Джонни с горечью рассмеялся.
— Охрана дикой фауны роскошь, которую могут себе позволить только высокоразвитые страны. Как и бескорыстную любовь к диким животным. Местные племена заняты тем, что борются за свое существование. Среднегодовой доход на семью здесь не превышает ста двадцати долларов в год, то есть десяти долларов в месяц. Они просто не могут забросить земледелие и скотоводство ради сохранения пусть красивых, но бесполезных диких животных. Чтобы выжить в Африке, те сами должны оплачивать свое содержание. На этой суровой земле бесплатного пансиона им ожидать не приходится.
— Просто, казалось бы, живя так близко к природе, местные крестьяне должны питать к животным какую-то любовь, что ли…

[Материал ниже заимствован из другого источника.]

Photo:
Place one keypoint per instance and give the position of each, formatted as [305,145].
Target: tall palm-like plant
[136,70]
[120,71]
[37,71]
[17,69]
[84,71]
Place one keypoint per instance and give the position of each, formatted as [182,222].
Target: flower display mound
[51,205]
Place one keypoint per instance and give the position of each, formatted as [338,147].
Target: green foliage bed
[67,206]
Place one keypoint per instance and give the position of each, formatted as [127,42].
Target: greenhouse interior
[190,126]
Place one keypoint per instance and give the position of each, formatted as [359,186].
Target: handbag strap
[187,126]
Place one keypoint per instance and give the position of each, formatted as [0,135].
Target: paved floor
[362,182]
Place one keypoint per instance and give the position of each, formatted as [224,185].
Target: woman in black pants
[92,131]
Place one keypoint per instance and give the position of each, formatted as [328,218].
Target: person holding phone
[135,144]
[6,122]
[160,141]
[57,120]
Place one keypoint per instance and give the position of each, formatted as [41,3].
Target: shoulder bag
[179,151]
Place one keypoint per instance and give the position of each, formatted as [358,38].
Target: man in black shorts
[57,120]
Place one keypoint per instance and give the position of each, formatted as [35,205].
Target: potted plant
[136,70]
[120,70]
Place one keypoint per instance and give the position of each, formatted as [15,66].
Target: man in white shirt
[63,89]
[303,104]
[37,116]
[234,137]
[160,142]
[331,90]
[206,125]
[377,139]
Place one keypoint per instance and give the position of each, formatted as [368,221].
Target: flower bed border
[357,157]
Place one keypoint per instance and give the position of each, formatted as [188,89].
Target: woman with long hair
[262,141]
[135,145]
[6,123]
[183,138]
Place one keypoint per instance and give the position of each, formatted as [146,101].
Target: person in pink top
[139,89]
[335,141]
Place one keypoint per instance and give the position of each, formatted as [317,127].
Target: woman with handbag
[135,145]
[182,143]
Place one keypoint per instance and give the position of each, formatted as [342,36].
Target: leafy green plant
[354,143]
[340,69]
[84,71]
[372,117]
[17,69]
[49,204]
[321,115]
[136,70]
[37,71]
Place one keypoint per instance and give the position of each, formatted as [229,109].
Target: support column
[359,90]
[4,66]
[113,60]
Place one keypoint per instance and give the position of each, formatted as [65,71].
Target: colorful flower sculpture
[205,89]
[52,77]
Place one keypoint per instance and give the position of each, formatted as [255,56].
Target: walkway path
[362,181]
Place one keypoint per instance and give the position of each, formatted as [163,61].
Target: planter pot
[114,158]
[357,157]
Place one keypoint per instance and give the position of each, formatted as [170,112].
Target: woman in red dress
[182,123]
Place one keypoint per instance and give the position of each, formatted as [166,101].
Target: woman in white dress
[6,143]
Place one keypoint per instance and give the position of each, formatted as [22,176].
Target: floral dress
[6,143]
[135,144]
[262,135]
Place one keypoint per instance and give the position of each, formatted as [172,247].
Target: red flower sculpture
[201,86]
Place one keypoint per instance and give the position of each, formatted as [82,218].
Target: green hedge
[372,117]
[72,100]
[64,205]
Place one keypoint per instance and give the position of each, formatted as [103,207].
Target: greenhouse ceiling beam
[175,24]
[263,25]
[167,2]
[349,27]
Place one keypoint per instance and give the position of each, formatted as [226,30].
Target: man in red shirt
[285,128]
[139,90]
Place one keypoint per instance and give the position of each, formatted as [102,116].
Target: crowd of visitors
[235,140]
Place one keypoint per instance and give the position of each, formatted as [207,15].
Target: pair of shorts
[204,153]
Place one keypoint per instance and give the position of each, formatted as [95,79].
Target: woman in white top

— Согласен, но любовь эта очень прагматична. В течение тысячелетий дикари, живущие в близком соседстве с природой, относились к ней как к неисчерпаемому источнику. Эскимосы охотились на карибу, тюленей и китов, американские индейцы — на бизонов. Они инстинктивно не злоупотребляли природными дарами, относились к ним по-хозяйски, чему мы так и не научились. Эти люди органично сливались с природой, но затем появился белый человек и принес с собой пороховой гарпун и винтовку Шарпа. Здесь, в Африке, цивилизация создала особые элитарные условия для белых охотников — специальные министерства по защите диких зверей, законы, по которым аборигены, охотящиеся на своей собственной земле, объявляются преступниками. Для горстки избранных создаются специальные условия — для того чтобы они могли наблюдать за дикими животными и восторженно умиляться.
— Вы рассуждаете как расист, — упрекнул Дэниел Джонни. — Старая колониальная система сохраняла диких животных.
— Так как же они не вымерли за тот миллион лет, что предшествовал приходу белого человека? Нет, политика колониальных властей в области защиты животных основывалась не на принципе сохранения, а на принципе протекционизма.